Prostitutes and Sensual Massage
Many sex addicts seek comfort, distraction, and intensity by going to prostitutes and “sensual” massage parlors. They will often justify the hidden involvement with prostitutes and the money spent on them with comments such as:
“At least I’m not having an affair.”
“I don’t get enough sex at home.”
“It’s just something that guys do and women don’t understand.”
“This is how I blow off steam and get my needs met while staying in my relationship/marriage.”
The number one justification for seeing prostitutes is, of course, “What my wife doesn’t know won’t hurt her.”

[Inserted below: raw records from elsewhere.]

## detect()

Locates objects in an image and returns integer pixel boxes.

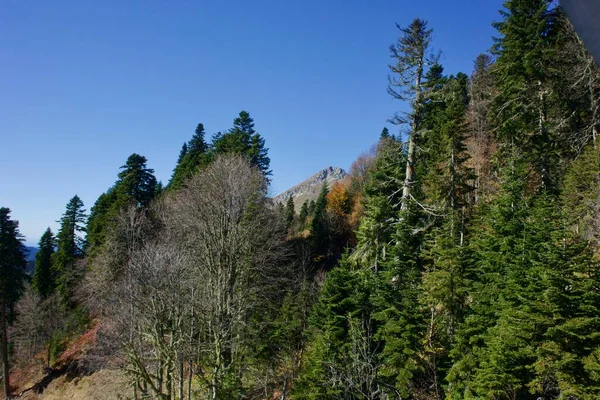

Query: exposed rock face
[274,167,346,210]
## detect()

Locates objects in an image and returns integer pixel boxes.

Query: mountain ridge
[273,166,348,210]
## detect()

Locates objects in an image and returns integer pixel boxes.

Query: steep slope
[274,167,346,210]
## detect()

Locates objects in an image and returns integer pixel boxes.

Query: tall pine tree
[0,207,27,399]
[31,228,56,298]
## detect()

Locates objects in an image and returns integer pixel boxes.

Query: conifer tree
[388,18,437,210]
[52,195,87,306]
[0,207,27,399]
[31,228,56,299]
[115,153,157,208]
[85,153,160,253]
[310,183,330,266]
[285,196,296,229]
[492,0,563,189]
[298,201,308,230]
[168,123,210,189]
[212,111,271,177]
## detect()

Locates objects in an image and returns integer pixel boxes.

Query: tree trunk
[0,304,11,399]
[400,55,425,211]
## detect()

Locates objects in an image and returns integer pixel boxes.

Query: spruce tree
[310,183,331,267]
[0,207,27,399]
[168,123,210,189]
[298,201,308,230]
[115,153,157,208]
[492,0,565,190]
[212,111,271,177]
[52,195,86,306]
[31,228,56,299]
[86,153,160,253]
[285,196,296,229]
[388,18,437,210]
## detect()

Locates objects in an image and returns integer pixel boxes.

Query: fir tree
[52,195,86,305]
[298,201,308,230]
[285,196,296,229]
[212,111,271,177]
[492,0,562,189]
[310,183,330,266]
[388,18,437,210]
[31,228,56,299]
[168,123,210,189]
[115,153,157,207]
[0,207,27,399]
[85,153,160,258]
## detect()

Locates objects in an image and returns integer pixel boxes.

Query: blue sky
[0,0,502,244]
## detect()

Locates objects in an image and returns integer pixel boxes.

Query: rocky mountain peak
[274,166,347,209]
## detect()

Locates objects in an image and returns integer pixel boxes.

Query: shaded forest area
[0,0,600,400]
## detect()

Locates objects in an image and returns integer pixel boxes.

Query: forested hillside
[0,0,600,400]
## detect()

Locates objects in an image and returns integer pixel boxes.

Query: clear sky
[0,0,502,244]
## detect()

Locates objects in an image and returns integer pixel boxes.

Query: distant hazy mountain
[25,246,39,275]
[274,167,346,210]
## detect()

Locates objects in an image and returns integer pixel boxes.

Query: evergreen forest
[0,0,600,400]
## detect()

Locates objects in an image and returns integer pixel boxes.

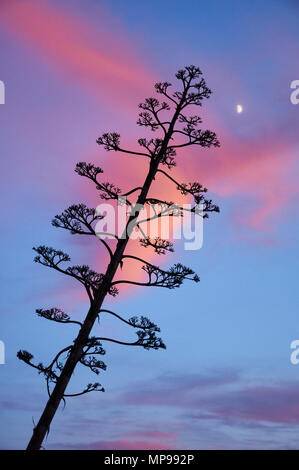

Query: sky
[0,0,299,449]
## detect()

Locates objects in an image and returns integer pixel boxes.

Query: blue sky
[0,0,299,449]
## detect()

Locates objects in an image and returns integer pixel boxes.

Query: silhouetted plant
[17,66,219,450]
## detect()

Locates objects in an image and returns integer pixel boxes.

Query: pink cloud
[0,0,153,110]
[121,372,299,425]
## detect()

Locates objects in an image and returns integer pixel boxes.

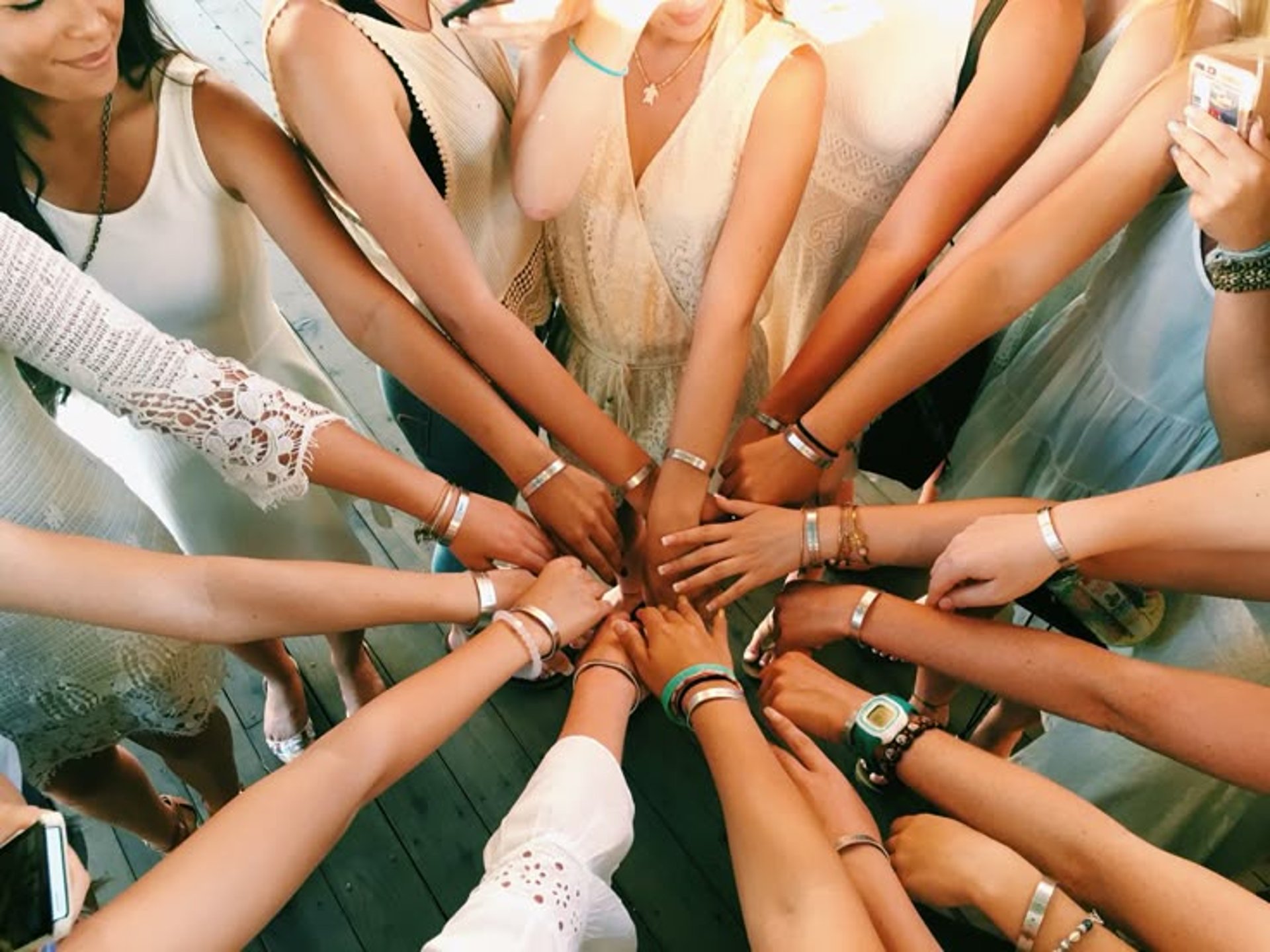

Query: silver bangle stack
[847,589,904,661]
[1037,505,1076,569]
[752,410,786,433]
[1054,912,1103,952]
[663,447,714,476]
[785,426,834,469]
[521,456,565,501]
[833,833,890,862]
[622,459,657,496]
[472,573,498,625]
[683,684,745,730]
[1015,876,1056,952]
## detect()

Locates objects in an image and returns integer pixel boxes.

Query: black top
[339,0,446,198]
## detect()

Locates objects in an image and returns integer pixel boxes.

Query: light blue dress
[941,192,1270,862]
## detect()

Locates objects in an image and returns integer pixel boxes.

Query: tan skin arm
[614,599,882,952]
[763,584,1270,792]
[268,0,648,534]
[765,670,1270,952]
[58,560,609,952]
[722,70,1186,502]
[0,520,533,645]
[734,0,1085,428]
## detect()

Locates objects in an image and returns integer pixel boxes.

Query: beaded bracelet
[752,410,785,433]
[1054,912,1103,952]
[856,715,941,789]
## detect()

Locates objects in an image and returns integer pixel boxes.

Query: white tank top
[40,56,283,366]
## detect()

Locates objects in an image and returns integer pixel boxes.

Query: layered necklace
[80,93,114,272]
[635,0,726,105]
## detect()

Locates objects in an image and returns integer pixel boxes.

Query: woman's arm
[617,599,881,952]
[886,814,1130,952]
[268,0,649,518]
[0,208,551,570]
[0,522,533,643]
[763,707,940,952]
[645,47,824,599]
[61,560,609,952]
[512,0,659,221]
[906,3,1236,307]
[722,70,1186,502]
[772,670,1270,952]
[746,0,1085,420]
[194,65,621,579]
[763,594,1270,792]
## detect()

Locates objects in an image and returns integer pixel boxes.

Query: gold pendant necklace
[635,0,728,105]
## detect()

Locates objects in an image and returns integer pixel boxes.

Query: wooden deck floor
[77,0,1270,952]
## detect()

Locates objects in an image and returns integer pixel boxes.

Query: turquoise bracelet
[569,37,630,79]
[661,664,737,723]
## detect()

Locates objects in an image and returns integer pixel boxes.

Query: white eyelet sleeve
[0,214,341,509]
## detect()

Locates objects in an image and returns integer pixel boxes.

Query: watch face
[861,699,899,733]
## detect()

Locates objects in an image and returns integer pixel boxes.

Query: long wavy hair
[0,0,178,413]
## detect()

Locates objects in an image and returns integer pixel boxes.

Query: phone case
[1190,56,1267,138]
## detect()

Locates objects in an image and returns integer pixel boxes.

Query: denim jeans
[380,370,537,573]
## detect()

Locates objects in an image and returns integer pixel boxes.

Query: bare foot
[335,646,388,717]
[264,666,309,741]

While these justifications may sound reasonable to a sex addict, the reality is that 15-20% of the male clients who attend sex addiction treatment have already unknowingly passed on a sexually transmitted disease (STD) such as Chlamydia or Human Papillomavirus (HPV) to an innocent wife or spouse, who may suffer greatly as a result. While some sex addicts claim to have only protected sex with prostitutes, the reality is that condoms are most often utilized when having vaginal sex because many men are apparently unaware that STDs can frequently be transmitted through unprotected oral sex.
In addition to potential disease transmission, sex addicts who visit prostitutes risk arrest and the potential ensuing public humiliation or loss of a professional career due being arrested. Seeking massages that involve sex is the same as seeing a prostitute; you are paying for sex, no matter how this is dressed-up or denied.
The attraction and involvement with this behavior can become habitual and addictive for the man (or woman) who becomes immune to living a double life of secrecy and indiscretion, while using anonymous sex to find validation and an emotional connection.
For those sex addicts addicted to visiting prostitutes, it is often the loss of relationship, disease, or arrest that finally brings them to get the help they need.
Treatment for this type of behavior can be quite effective if the client is motivated and willing. Change first occurs by helping the sex addict eliminate the behavior itself and then by introducing him to his own emotional needs and the many healthy, more intimate, non-sexual means of getting those needs met.